The Islamic Republic Party was associated with Ayatollah Khomeini, who eventually took control in Iran. His followers in Lebanon viewed the Islamic Republic Party and the Liberation Movement of Iran, associated with Shi’ite cleric Musa Sadr, “as a threat and used the Office of Liberation Movements – the predecessor of the infamous Quds Force, a special unit in the Revolutionary Guards Corps responsible for overseas operations – cloned their structures in Lebanon as a means to counter Sadr and the LMI [Liberation Movement of Iran] and extend their own influence. They called themselves Hezbollah.”
Hezbollah’s loyalty to Iran was never in doubt, it simply played the Lebanese political game.
There have been numerous reports of Hezbollah and Iran’s involvement in the war in Syria, as they fear an Assad loss would hurt their regional influence.
Both see the world through a Shi’te lens, and everywhere they look, they see the Shia being killed and persecuted.
Whether it is Sunni bombings against Shia in Iraq or in Pakistan, they feel that their position is under siege.
Joel Parker, a Phd candidate at the Moshe Dayan Center, tells the Post that “this fits the Iranian-Syria narrative that there is a grand conspiracy that combines Riyadh, Washington and Tel Aviv.” He points out that in a recent article in the Iranian-backed Arabic news channel Al-Alam, the rhetoric avoids attacking all Sunnis, but directs its ire against the Saudi regime.
This is because it is important for them not to make all Sunnis the enemy as they try to find common ground with the new Islamist regimes in the region, such as Egypt.
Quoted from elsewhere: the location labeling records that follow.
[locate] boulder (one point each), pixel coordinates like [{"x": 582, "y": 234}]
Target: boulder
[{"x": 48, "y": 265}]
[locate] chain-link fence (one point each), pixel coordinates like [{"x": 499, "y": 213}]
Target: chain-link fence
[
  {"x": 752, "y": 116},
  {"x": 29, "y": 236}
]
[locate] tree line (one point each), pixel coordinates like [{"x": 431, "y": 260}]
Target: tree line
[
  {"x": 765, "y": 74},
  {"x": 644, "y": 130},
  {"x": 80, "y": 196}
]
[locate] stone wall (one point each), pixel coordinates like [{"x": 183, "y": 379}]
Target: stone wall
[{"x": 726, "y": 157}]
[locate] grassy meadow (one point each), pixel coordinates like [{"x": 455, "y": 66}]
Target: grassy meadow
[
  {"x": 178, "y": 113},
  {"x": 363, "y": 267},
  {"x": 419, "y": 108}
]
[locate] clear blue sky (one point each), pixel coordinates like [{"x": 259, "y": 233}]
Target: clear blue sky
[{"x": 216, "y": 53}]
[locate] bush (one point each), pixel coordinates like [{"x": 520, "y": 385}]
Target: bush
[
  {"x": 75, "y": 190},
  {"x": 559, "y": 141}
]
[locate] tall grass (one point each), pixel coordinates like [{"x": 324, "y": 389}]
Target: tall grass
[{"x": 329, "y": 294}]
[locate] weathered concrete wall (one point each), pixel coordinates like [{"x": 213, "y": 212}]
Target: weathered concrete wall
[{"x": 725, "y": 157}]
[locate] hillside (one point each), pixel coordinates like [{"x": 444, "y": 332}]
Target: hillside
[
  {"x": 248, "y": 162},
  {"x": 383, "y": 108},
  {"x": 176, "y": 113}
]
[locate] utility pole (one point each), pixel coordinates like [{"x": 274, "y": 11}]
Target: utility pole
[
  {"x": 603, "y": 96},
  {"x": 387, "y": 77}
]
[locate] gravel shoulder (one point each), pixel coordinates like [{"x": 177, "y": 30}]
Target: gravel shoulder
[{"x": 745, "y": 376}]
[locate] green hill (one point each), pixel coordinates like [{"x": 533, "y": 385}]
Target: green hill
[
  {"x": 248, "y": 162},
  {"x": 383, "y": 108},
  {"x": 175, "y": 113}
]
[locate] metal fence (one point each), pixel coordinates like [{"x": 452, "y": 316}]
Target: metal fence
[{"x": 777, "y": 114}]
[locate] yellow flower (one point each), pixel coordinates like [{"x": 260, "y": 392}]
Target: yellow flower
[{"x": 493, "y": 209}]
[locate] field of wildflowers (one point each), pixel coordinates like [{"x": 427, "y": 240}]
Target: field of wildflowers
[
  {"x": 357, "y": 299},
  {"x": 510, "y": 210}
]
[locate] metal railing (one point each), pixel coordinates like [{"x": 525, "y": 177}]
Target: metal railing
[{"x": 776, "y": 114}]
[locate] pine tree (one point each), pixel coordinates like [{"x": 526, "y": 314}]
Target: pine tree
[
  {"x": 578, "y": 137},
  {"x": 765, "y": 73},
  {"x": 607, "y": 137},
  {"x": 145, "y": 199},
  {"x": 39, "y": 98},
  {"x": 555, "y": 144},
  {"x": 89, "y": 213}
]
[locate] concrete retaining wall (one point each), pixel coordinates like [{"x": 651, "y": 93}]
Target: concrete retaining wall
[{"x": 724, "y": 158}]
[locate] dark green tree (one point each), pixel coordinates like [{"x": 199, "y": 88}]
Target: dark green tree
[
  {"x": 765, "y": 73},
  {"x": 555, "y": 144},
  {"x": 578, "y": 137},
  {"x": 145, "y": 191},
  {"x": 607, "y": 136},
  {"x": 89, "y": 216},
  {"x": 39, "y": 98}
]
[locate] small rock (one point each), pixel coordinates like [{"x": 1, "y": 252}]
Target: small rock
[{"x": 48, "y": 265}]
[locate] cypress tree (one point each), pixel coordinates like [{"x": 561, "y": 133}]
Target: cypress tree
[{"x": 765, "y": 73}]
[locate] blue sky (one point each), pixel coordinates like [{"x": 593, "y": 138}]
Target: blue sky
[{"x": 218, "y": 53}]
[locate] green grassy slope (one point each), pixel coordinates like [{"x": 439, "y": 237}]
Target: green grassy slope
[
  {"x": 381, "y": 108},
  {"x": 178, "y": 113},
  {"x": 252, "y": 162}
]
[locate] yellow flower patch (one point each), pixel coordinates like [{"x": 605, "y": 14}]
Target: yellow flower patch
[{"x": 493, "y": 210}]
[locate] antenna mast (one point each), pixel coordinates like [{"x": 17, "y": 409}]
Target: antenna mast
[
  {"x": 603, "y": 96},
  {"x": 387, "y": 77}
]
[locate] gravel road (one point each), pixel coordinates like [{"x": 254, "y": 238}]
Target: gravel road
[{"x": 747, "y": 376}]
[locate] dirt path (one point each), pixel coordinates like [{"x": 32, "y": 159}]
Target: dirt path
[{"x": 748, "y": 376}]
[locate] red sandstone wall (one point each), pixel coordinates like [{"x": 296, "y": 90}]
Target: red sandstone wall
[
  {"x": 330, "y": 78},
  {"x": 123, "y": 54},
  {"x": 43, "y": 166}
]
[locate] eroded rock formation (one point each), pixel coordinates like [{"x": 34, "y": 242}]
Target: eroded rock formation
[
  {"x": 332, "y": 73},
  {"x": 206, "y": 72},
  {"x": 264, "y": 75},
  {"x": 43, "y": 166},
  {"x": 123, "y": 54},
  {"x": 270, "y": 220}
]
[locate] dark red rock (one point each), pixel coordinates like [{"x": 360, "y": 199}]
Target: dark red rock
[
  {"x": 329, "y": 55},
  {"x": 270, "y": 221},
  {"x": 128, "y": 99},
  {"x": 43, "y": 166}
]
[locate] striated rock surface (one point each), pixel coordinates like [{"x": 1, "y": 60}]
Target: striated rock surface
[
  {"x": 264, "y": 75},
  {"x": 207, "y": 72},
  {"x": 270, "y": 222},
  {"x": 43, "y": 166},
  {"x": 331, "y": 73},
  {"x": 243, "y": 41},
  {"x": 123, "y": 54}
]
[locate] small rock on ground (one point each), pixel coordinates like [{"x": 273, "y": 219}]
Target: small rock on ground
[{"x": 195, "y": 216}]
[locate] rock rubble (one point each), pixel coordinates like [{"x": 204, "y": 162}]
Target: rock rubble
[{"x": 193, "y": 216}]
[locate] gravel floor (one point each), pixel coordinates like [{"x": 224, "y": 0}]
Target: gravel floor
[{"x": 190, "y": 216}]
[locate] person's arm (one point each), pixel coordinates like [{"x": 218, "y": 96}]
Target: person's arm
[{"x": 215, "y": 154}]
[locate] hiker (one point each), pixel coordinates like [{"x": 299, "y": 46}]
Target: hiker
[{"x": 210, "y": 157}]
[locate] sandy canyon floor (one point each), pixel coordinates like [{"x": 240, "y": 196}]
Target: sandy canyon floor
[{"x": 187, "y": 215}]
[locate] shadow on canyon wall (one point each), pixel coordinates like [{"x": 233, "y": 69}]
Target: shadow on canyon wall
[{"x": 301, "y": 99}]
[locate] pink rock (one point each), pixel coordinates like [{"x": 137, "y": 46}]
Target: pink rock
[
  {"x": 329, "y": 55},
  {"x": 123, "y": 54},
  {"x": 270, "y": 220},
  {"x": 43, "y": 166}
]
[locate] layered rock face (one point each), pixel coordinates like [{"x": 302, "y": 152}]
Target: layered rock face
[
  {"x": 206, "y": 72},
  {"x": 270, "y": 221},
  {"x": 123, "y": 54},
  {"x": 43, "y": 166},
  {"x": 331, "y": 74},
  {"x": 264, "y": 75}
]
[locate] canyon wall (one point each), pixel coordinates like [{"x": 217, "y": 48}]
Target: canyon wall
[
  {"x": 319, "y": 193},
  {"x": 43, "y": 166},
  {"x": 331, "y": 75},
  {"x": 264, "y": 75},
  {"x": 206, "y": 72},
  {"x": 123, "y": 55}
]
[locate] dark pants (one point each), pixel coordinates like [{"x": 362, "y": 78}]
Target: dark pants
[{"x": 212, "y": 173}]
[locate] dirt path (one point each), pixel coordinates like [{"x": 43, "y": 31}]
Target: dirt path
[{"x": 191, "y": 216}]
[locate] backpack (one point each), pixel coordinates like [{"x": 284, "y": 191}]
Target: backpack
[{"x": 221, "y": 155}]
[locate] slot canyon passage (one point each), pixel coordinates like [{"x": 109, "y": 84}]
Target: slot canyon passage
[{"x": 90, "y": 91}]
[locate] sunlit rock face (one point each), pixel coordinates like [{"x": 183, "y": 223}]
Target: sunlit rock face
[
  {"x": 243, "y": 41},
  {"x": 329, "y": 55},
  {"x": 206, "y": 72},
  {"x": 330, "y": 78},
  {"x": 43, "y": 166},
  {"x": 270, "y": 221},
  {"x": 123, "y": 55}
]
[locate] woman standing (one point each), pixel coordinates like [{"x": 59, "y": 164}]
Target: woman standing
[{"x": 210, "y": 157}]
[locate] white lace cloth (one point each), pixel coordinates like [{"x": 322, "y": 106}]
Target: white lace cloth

The article in Al-Alam blamed the Saudis for supposedly funding violence against Muslims in places such as Afghanistan, Pakistan and Syria.
Badran also said, “The birth of Hezbollah is thoroughly an Iranian affair, not a Lebanese one.” He adds that you cannot even call it a “proxy” since it is more like an “organic extension” of Iran and their people who are responsible for exporting the revolution.
He says that Hezbollah men originally were involved in sniper operations, targeting Syrian protesters, and later involvement increased as they moved to cover the flanks of Syrian forces near the Syrian-Lebanon border.
The recent assassination in Syria of Iranian Gen. Hassan Shateri demonstrates that Iran and Hezbollah are working feverishly, and in a coordinated manner, to keep Assad in power. Shateri was the highest-ranking Iranian official killed outside Iran and was responsible for the build-up of Hezbollah’s military network since the end of the 2006 war in Lebanon. His death sent a worrying signal to the Iranian-Hezbollah axis, that the Assad regime is in serious peril, but it is quite likely that they will double down – pushing even harder to keep their man in power in Damascus.